FlowDeploy creates this folder if it does not exist, and clones the pipeline into this directory. The run location for Snakemake is computed as run_location joined with snakemake_folder.

Example usage

flowdeploy.snakemake(
run_location="fd://shared/",
snakemake_folder="project_one",
...
)

translates to:

<Create "/shared/project_one" and set up pipeline> && snakemake -d /shared/project_one [...]

The path to the Snakefile, relative to the snakemake_folder. Defaults to workflow/Snakefile.

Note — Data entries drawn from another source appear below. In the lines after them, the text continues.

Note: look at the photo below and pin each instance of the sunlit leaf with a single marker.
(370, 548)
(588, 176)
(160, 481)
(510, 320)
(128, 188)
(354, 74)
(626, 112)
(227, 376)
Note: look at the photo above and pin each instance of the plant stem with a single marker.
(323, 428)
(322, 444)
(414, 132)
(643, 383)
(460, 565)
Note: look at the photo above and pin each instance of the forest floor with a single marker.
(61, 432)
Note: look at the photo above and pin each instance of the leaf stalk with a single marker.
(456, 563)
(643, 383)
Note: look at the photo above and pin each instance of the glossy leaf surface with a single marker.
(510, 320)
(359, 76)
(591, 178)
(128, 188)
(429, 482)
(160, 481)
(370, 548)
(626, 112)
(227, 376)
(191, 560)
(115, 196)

If your Snakefile is at the base of your project, set as snakefile_location="Snakefile".

Example usage

flowdeploy.snakemake(
run_location="fd://shared/",
snakemake_folder="project_one",
snakefile_location="pipeline_a.snakefile",
...
)

translates to:

[...] cd project_one && snakemake -s "pipeline_a.snakefile" [...]

targets

Snakemake targets, as a list.

Example usage

flowdeploy.snakemake(
targets=["results/mapped/A.bam", "results/mapped/B.bam"],
...
)

Transfer

transfers (required)

A list of the files or folders to transfer, with each entry as a dictionary containing:

  • source (required): where the file is currently located (s3://, fd://, or https://)
  • destination (required): where to transfer the file (s3:// or fd://)
  • destination_name (required for files): the name of the destination file, if applicable

Example usage

flowdeploy.transfer(
transfers=[{
"source": "s3://flowdeploy-public-demo/ids.csv",
"destination": "fd://shared/project_one/",
"destination_name": "ids.csv",
}, {
"source": "https://osf.io/f92qd/download",
"destination": "fd://shared/project_one/",
"destination_name": "test.txt",
}],
)

is_async

If true, exits immediately after spawning. The transfer will continue, and can be monitored in the FlowDeploy app.

Default: False.

Example usage

flowdeploy.transfer(
is_async=True,
...
)

Restrictions

  1. Running more than one run concurrently with the same run_location has undefined behavior.
  2. Each pipeline is limited to 20 concurrent subtasks (can be increased on request).